Clearly, this short description isn't very helpful ---and will probably fail--- if you are not using a GNU/Linux or OSF machine. Fear not : I hearby undertake to help you with your compilation (and/or linking) problems for other architectures (excluding windoze for which an executable is already available) as long as you agree to provide me with a copy of an executable for the next carma version (so that I can include it with the distribution).





General options


All input to the program is through (case-insensitive) command-line options. Abbreviated (but uniquely identifiable) forms of the various flags are also valid.




-verb


Tells carma to stop being so esoteric about what it is doing.




-write


For each and every postscript file written by the program, an additional file with the suffix .dat will also be produced.

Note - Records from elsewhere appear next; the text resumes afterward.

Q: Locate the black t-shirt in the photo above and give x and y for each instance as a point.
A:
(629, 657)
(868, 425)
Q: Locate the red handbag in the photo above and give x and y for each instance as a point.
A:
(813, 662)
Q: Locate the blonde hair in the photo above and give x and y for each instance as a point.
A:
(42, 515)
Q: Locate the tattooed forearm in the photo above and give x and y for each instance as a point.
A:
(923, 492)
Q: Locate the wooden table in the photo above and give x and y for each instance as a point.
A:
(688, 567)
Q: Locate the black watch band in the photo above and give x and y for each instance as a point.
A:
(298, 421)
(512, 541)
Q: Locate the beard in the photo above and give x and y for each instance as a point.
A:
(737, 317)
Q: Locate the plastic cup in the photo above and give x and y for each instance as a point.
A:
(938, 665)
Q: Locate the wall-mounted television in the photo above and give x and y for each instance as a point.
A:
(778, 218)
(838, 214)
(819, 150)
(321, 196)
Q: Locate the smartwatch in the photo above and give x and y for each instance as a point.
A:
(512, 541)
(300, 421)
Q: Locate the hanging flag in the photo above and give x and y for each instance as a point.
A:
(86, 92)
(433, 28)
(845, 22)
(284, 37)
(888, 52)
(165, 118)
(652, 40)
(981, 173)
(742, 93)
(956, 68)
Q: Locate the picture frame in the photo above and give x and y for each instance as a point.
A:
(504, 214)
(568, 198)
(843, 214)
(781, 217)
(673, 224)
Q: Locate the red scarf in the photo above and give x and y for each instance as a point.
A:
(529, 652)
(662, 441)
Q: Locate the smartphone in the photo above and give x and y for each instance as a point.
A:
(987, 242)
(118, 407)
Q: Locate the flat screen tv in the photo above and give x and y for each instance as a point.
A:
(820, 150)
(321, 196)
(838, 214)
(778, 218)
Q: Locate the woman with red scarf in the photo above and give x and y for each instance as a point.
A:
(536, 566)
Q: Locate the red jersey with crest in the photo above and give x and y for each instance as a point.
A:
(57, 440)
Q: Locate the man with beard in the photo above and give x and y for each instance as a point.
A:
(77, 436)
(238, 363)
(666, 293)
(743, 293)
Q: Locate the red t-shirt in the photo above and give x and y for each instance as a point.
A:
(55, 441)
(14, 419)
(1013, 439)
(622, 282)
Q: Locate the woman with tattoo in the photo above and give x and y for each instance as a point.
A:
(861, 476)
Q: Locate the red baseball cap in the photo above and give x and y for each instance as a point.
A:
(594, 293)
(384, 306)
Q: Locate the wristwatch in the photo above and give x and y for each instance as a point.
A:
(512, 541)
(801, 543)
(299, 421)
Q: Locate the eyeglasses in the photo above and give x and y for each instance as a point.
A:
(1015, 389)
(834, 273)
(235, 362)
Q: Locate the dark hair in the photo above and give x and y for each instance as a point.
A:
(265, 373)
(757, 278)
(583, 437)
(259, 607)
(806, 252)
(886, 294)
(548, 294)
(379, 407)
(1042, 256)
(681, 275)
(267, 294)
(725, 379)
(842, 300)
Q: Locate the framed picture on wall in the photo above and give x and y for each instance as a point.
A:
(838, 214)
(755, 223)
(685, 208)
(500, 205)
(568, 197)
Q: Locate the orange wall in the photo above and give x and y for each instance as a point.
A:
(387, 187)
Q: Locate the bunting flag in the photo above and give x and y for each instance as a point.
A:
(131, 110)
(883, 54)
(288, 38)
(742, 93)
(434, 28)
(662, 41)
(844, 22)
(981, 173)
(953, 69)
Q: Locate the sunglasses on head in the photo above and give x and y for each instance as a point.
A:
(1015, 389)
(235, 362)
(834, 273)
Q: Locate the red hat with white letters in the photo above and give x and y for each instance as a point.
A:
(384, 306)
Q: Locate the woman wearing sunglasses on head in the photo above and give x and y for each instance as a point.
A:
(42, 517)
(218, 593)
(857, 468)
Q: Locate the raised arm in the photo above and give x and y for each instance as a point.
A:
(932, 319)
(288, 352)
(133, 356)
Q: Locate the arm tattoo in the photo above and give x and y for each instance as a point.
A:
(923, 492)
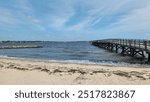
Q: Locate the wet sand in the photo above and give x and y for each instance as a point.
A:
(30, 72)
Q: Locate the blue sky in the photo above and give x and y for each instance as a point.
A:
(74, 20)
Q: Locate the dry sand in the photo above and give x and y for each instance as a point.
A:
(29, 72)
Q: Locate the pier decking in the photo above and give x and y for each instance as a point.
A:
(131, 47)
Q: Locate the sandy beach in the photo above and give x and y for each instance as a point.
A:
(30, 72)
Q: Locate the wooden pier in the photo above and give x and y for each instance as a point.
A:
(131, 47)
(19, 47)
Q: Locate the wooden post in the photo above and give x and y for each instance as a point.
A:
(116, 48)
(148, 57)
(122, 50)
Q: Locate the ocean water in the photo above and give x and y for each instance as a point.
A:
(79, 52)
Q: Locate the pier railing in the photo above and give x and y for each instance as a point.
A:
(136, 43)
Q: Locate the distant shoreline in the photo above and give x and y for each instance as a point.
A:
(24, 72)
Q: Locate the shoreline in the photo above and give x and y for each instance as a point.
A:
(82, 62)
(15, 71)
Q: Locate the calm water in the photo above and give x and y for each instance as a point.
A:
(81, 52)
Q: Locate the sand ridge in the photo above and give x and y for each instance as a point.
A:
(18, 71)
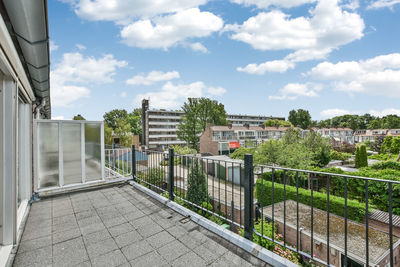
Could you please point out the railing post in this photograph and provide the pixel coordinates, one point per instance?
(133, 159)
(171, 174)
(248, 196)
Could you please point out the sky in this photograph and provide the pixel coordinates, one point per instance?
(257, 57)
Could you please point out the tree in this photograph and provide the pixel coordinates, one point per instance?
(277, 123)
(78, 118)
(111, 117)
(198, 112)
(197, 184)
(300, 118)
(123, 131)
(107, 134)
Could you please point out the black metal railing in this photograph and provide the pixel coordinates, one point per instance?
(315, 216)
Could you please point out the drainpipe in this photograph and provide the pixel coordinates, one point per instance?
(39, 107)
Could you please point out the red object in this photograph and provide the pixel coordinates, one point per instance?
(234, 144)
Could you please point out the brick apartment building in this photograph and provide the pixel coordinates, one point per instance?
(221, 140)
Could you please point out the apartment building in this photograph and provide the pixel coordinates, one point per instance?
(337, 134)
(221, 140)
(24, 94)
(159, 126)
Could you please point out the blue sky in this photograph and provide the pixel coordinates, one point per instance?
(255, 56)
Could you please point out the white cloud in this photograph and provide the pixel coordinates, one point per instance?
(198, 47)
(383, 3)
(153, 77)
(58, 118)
(293, 90)
(333, 112)
(123, 12)
(166, 31)
(376, 76)
(172, 96)
(80, 47)
(309, 37)
(70, 77)
(276, 3)
(53, 46)
(269, 66)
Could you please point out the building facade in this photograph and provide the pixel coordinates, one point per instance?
(337, 134)
(221, 140)
(160, 126)
(24, 95)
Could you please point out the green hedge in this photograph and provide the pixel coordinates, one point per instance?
(355, 209)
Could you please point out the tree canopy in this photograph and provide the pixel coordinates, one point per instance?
(198, 112)
(300, 118)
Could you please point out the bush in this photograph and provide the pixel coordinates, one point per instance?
(379, 157)
(391, 144)
(197, 185)
(355, 209)
(361, 156)
(335, 155)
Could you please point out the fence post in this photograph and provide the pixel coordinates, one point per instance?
(171, 174)
(248, 196)
(133, 159)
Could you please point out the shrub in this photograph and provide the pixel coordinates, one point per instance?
(361, 156)
(340, 155)
(197, 185)
(386, 165)
(355, 209)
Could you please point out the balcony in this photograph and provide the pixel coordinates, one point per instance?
(119, 226)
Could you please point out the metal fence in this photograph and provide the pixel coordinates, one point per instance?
(317, 216)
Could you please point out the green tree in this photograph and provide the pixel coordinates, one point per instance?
(198, 112)
(320, 147)
(197, 185)
(300, 118)
(78, 117)
(277, 123)
(112, 116)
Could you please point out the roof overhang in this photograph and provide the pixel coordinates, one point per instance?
(29, 29)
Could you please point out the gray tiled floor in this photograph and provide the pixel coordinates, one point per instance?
(114, 227)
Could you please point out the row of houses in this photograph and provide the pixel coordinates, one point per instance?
(222, 140)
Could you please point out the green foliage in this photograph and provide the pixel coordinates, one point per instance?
(293, 151)
(134, 120)
(198, 112)
(123, 131)
(386, 165)
(155, 176)
(107, 134)
(78, 117)
(277, 123)
(391, 144)
(361, 159)
(340, 155)
(379, 157)
(197, 185)
(240, 152)
(355, 209)
(300, 118)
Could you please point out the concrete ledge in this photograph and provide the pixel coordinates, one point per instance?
(253, 248)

This will contain the results of the respective calculation performed.




-sigma <float>


Apply a sigmoidal function weighting to all data written out by the program. This is intended as a means to increase the contrast of the cross-correlation matrices. The function used is 2.0/[1+exp(Sigma*x)] - 1.




-pdb


Write-out the selected atoms from the selected frames to a series of PDB files. The names of the PDB files are constructed using the name of the DCD file plus the frame number. See section Bugs & features for the treatment of long atom and segid names.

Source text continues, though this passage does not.